За исключением просьбы сыграть вместо "Вальса роз" фразу Вентейля, Сван
никогда не просил ее играть его любимые вещи и не собирался воспитывать ее
вкус ни в музыке, ни в литературе. Он не закрывал глаз на то, что Одетта
неумна. Она очень просила Свана рассказать ей о великих поэтах и воображала,
что сейчас он произнесет высокопарную или страстную речь во вкусе виконта де
Борелли[112] или даже еще более трогательную. Она поинтересовалась, не было
ли в жизни Вермеера Дельфтского любовной драмы и не женщина ли вдохновляла
его, а когда Сван ответил, что ему ничего про это не известно, она утратила
к Вермееру всякий интерес. Она часто говорила: "Я убеждена, что если бы все
это была правда, если бы поэты думали так, как они пишут, то, конечно, не
было бы на свете ничего прекраснее поэзии.

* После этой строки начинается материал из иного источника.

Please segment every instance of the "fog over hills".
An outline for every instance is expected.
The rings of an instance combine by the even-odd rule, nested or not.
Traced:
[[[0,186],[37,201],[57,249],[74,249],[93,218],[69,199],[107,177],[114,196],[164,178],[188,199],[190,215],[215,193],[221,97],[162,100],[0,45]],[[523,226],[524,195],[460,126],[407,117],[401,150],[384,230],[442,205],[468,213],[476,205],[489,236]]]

Но многие из них до крайности
корыстолюбивы. Я ведь их немного знаю, одна моя приятельница любила
человека, который называл себя поэтом. В стихах он только и говорил что о
любви, о небе, о звездах. И как же он ее надул! Она на него ухлопала больше
трехсот тысяч франков". Когда Сван пытался объяснить Одетте, в чем красота
художественного произведения, как нужно понимать стихи или картины, Одетта
сейчас же переставала его слушать. "Да... а ведь я ничего этого не знала",
- говорила она. Сван между тем чувствовал, как велико было ее
разочарование, и предпочитал лгать - он уверял, что это еще только самое
начало, что это еще сравнительно пустяки, что ему пока некогда углубляться,
что тут еще много всякого другого. "Всякого другого? - живо обращалась она
к нему. - Чего же именно?.. Ну скажи!" Но он молчал - он предвидел, что
все это покажется ей незначительным и непохожим на то, чего она ожидала,
менее ошеломляющим и менее трогательным, и боялся, как бы она,
разочаровавшись в искусстве, не разочаровалась и в любви.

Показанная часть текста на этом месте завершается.